Note: This interview is one of a series with faculty at the University of Denver about writing and the teaching of writing. Interviewer Joanna Ruocco earned her PhD in fiction from DU. She's the author of four books, including the award-winning Another Governess/The Least Blacksmith: A Diptych, although she's published other novels under a pseudonym. Her work has been reviewed widely, including in Triquarterly and The Nation.
Hava Gordon teaches in the Sociology Department and directs the Gender & Women's Studies Program. She's currently writing a book that explores neighborhood-based movements that respond to school reform politics. She talked with me about her writing process and about the relationship between creativity and research in sociology.
Joanna Ruocco: How does your researching and drafting coalesce into a book?
Hava Gordon: So first I do in-depth interviews and take field notes, and I have all kinds of things going through my head while I'm collecting the data. But it's the data analysis that really pushes the discovery process. When I actually sit down to code the data, and highlight, and make notes in the margins, that's where the writing really starts. I start to notice recurring patterns, and from there the writing takes off. I'm very old school about it. I don't use any kind of software to analyze the data. I highlight with pens once I identify the big themes. Then I'll storyboard, spread everything out on the floor. I'll cut quotes out of interviews, or even photocopy my field notes and cut those apart, and put blocks of them on the floor, and then arrange them in to a story. And then I write around and between the blocks.

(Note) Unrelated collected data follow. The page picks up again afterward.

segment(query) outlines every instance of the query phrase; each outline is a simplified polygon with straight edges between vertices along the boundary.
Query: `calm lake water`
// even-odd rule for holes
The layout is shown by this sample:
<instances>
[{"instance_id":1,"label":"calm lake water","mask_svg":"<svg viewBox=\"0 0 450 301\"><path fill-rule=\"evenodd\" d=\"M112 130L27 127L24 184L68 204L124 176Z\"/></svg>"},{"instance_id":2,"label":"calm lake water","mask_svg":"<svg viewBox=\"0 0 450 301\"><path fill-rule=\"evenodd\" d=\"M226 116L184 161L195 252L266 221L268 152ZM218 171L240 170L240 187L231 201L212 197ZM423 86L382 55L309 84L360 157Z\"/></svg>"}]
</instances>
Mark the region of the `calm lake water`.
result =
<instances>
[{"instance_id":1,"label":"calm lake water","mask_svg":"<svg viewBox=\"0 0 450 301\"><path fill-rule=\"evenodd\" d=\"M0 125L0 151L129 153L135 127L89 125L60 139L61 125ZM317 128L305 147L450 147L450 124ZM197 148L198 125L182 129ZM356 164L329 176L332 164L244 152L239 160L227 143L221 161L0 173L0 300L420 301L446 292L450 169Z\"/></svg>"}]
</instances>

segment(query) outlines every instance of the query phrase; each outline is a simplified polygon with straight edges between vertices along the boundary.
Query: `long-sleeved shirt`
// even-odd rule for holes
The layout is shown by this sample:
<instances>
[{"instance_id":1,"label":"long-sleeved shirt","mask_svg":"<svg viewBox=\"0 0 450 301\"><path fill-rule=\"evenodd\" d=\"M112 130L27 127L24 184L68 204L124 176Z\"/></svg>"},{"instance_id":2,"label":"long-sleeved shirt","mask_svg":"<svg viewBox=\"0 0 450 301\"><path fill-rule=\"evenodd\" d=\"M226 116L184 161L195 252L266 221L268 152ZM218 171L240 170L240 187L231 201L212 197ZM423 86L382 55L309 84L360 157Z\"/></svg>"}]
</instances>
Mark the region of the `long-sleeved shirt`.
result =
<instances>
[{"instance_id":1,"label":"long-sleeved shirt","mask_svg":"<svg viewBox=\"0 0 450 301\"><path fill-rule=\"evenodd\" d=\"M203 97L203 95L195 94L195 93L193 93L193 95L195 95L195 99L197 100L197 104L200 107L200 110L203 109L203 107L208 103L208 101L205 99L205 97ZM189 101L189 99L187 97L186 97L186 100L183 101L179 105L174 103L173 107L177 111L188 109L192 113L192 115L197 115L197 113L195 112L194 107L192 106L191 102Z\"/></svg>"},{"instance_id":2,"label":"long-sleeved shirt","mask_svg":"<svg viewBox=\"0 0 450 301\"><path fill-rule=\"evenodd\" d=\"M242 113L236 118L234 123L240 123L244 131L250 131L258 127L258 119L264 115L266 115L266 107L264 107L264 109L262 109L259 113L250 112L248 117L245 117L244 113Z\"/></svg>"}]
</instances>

JR: That's such a physical process!
HG: Yes, I definitely use the space around me. It helps me see connections and create the skeleton for the book.
JR: Do you teach your students research methods and how to write ethnographies?

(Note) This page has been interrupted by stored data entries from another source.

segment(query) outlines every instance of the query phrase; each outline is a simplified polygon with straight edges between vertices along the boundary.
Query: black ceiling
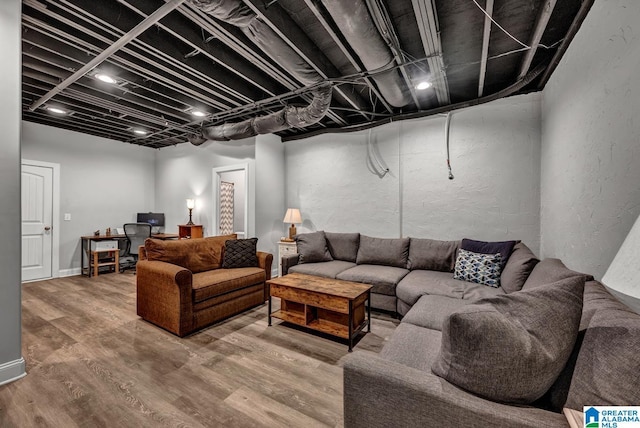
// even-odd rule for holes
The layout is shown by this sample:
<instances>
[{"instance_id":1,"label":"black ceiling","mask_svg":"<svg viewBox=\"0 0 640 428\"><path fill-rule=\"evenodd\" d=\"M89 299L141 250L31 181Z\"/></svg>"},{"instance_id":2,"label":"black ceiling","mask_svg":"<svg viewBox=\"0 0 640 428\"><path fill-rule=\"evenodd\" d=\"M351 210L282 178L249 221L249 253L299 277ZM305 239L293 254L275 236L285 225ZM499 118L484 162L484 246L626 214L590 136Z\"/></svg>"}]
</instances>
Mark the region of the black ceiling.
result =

HG: I do. In my Youth Cultures class, they do service learning. I have them go out and participate with a community organization. I teach how to take field notes. At the end of each visit, they write up their notes. Eventually, they have to analyze the notes and write-up a mini ethnography. In social science writing, it's also very important to understand how to write a methods sections. You tell the reader what you're missing, some of the downfalls of your research or the blind spots. With ethnography, you want to do two things. You want to tell a great story and you want to provide convincing evidence that builds a case toward establishing a theory, a social theory.

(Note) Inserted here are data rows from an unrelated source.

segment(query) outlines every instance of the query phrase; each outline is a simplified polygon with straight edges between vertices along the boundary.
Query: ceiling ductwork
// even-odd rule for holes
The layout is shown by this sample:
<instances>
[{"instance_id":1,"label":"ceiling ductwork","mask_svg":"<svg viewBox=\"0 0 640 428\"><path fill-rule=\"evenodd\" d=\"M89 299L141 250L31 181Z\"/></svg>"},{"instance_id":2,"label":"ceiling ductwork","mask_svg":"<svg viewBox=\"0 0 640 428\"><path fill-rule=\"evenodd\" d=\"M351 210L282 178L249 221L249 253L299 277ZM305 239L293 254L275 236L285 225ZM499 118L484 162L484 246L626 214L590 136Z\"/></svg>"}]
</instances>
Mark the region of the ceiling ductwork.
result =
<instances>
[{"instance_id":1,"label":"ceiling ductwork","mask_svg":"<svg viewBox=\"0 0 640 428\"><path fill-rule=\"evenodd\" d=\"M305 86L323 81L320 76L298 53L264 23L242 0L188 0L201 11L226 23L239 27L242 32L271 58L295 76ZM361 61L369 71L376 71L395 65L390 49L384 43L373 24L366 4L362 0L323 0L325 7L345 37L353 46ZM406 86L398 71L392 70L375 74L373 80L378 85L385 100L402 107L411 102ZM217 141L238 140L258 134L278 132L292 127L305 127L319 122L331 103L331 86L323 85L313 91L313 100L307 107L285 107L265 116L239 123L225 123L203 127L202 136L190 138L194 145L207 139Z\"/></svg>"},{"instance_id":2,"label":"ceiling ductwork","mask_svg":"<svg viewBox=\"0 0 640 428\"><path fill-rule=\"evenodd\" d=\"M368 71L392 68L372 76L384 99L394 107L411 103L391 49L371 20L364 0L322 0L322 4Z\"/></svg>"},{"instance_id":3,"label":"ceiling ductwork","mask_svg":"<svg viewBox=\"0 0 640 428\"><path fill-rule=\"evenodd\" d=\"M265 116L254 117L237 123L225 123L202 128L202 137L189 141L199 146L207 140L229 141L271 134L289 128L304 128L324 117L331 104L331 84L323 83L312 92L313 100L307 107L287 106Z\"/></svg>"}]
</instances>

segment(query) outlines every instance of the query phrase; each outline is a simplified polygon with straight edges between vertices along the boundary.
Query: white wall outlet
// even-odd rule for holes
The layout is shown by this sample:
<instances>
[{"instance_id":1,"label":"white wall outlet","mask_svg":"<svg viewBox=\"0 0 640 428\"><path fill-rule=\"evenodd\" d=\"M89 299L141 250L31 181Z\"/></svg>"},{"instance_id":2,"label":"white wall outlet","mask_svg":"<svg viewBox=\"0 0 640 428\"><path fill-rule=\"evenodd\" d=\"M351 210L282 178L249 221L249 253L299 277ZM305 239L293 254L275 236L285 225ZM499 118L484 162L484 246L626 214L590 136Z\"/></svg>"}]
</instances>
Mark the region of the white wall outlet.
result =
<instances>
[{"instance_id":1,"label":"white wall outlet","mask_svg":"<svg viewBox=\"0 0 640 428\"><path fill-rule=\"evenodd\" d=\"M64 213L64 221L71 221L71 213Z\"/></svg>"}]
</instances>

JR: Can you talk about this balance between writing compelling narrative and providing reliable data?
HG: The field notes give you an opportunity to be creative, to develop the kinds of skills that make for vivid, compelling prose. Attention to sensory detail, for example. When you do field notes, you want to write really lush, descriptive sentences that capture the feel of a room, what things smelled like, the sounds. You want to write about people's body language. This quality of observation doesn't just make for a great story. It makes for great, detailed science. Field notes should be as rich in detail as you can possibly make them. Writing that little detail could give you a huge insight in to a really important pattern that you wouldn't catch otherwise.
JR: Is it possible to go too far when writing ethnography into the realm of storytelling?
HG: Sure, and I have them read real ethnographies, usually ones that have crossed over into the popular market, or have been hailed as great ethnographies because they're such engrossing stories, so they can think about that issue. We pick the ethnographies apart. We ask, "Does this very good story make for good social science?" Sometimes an author might really have gotten caught up in research and written a wonderful story, but if you read it carefully you realize that she only interacted with a very small circle of people in the setting. That wonderful story might not have been grounded then on sound social science.
JR: Qualitative research involves getting close to the phenomenon you're studying.
HG: It does. The goal in qualitative research is to get so close to the phenomenon that you can see the world as the people you're studying see it. But you're still supposed to make some kind of critical analysis of the way people are interpreting the world too. You want to give some context as to where you're coming from as an author. In sociology, we have discussions about whether what we do is art or science. When you write field notes, it sure doesn't feel like science. Field notes are disjointed. Fragments that give the texture of everyday life. In the quantitative tradition, however, there's very little about the author. You never quite find out like where the researcher is coming from, or what political questions motivated the study. You see the numerical breakdown.
JR: So what do you think? Is sociology an art or a science?
HG: It's art, because it's always partial. You never capture Truth with a capital "T." Who you are and where you're coming from affects the story you tell. A young white woman and an older black man doing the same research will tell different stories. That doesn't make one version more true than another. It's important to remember that one version is never giving the one True perspective. And this is exciting because it means the project you choose to do will always be fresh in some way. Sometimes students are worried that the projects they come up with have been done a million times. And I always say, "Well, it's never been done here, and it's never been done now, and it's never been done by you." Every person is in a particular historical, geographical, cultural context, and that means there's something about what each person produces that will be unique and valuable.
JR: Realizing there's no definitive study, or True version, opens the field for students to intervene.
HG: It's a mixed message for them too. They have to realize that their authority is never total either, and it's never without its problems. So if students can get both of those things, that's a good quarter.